How do you find the number of valence electrons in a ion?

Let's take examples from Group 15 (nitrogen), Group 16 (oxygen), and Group 17 (fluorine). All of these are non-metals, and they tend to be (STRONGLY) oxidizing; that is they accept electron density to give ions that are isoelectronic with the next Noble Gas. Nitrogen thus forms a #N^(3-)# ion, oxygen an #O^(2-)# ion, and, fluorine, by reason of its electron count the most strongly oxidizing element on the table, a #F^(-)# ion.

All of these ions have a full valence shell, and are isoelectronic with #Ne#, which possesses a full valence configuration of #1s^(2)2s^(2)2p^(6)#; this is the origin of the electron shell idea of #2:8:8# etc. that we learnt in lower high school.

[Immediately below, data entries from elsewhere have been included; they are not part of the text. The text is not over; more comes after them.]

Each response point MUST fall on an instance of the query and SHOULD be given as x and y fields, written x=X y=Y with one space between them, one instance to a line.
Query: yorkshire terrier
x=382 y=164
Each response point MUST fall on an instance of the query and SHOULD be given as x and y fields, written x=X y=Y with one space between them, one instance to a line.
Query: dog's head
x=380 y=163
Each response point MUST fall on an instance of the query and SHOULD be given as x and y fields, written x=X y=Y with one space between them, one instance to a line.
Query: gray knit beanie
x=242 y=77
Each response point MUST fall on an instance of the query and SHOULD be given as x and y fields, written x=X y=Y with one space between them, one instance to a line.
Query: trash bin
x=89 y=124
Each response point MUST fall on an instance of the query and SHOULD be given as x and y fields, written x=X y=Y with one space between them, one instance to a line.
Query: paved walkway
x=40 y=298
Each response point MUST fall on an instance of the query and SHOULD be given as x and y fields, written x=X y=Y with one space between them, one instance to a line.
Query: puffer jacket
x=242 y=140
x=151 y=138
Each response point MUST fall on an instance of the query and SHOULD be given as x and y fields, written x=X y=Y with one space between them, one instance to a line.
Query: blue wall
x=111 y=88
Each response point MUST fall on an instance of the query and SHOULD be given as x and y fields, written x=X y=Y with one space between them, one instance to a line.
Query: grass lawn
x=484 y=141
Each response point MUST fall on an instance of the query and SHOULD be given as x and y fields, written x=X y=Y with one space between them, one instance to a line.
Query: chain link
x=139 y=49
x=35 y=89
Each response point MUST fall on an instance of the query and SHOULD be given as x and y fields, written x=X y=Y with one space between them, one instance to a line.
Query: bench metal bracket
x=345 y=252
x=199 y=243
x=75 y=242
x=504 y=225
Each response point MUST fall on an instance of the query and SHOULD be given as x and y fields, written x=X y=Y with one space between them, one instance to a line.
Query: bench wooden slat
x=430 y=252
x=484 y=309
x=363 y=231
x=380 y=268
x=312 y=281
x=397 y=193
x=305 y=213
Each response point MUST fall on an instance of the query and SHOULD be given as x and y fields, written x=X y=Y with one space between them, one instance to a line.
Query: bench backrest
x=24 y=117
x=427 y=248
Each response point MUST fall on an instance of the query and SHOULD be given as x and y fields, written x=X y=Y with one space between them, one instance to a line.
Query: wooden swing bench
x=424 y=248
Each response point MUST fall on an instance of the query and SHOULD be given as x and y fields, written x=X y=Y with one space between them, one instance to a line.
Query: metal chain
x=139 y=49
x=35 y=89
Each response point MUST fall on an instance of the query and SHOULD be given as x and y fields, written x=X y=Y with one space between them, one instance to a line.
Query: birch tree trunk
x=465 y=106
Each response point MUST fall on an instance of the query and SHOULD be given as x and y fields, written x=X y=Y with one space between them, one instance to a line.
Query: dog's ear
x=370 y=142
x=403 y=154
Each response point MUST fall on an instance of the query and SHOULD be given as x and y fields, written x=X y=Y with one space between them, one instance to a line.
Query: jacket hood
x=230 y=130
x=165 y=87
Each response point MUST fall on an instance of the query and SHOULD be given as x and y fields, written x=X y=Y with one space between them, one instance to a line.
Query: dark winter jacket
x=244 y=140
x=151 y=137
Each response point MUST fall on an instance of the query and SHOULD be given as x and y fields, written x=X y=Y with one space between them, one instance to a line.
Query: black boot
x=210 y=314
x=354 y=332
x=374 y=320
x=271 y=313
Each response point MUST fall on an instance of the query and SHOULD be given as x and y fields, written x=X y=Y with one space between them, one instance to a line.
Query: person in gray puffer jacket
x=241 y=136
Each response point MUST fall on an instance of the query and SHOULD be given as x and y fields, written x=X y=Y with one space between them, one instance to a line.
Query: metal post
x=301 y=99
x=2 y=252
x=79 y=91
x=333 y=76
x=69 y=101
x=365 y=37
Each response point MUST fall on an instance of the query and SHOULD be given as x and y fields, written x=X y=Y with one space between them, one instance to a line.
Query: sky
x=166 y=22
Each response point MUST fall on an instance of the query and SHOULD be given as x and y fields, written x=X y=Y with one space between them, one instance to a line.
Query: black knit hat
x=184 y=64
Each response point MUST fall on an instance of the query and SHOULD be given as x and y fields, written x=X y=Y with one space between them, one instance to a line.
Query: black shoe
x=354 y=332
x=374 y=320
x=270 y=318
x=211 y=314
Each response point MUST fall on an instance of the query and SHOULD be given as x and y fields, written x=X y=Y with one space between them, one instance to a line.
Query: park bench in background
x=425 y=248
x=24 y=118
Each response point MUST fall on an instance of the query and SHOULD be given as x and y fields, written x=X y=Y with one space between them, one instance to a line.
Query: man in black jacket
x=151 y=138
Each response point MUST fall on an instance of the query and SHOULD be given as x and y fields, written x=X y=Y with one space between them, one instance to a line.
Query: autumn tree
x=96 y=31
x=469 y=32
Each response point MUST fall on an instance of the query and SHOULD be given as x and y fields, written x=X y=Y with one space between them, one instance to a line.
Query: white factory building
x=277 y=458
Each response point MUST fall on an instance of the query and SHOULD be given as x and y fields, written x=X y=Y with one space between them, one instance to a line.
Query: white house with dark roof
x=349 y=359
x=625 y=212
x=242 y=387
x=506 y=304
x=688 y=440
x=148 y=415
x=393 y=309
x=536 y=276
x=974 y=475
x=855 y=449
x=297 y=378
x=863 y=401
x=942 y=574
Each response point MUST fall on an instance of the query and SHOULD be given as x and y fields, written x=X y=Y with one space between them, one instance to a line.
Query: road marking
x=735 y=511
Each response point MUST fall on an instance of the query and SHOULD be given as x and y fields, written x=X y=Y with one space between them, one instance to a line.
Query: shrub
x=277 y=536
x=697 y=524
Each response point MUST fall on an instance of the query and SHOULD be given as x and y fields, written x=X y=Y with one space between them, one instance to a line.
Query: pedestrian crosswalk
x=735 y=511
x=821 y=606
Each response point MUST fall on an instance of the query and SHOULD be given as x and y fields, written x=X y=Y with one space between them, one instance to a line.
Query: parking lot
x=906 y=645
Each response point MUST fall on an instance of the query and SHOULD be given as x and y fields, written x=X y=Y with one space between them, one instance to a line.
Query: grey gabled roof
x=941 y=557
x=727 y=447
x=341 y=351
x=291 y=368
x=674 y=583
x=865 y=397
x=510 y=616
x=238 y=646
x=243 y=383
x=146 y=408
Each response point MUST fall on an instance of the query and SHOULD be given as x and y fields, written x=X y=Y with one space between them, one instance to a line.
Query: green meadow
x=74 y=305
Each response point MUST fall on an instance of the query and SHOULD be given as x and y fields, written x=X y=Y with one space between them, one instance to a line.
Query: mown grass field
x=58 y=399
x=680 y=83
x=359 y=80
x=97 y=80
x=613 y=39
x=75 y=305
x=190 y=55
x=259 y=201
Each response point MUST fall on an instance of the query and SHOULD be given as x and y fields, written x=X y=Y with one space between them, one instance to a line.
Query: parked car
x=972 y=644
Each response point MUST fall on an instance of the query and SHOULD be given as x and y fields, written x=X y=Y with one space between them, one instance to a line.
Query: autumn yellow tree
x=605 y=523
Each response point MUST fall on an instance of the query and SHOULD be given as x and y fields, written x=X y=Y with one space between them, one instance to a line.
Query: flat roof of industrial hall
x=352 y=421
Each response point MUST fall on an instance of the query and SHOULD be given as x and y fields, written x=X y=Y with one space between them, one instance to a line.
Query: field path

Anyway, I don't know which level you need to understand. Of course, the topic can be further elaborated. The practical way of deciding the number of valence electrons is to use the Periodic Table. Reducing main-group metals tend to lose electrons to give the electronic configuration of the last Noble Gas (to form a cation), and oxidizing non-metals tend to gain electrons to give the electronic configuration of the NEXT Noble Gas (to form a cation). Can you see where I am going?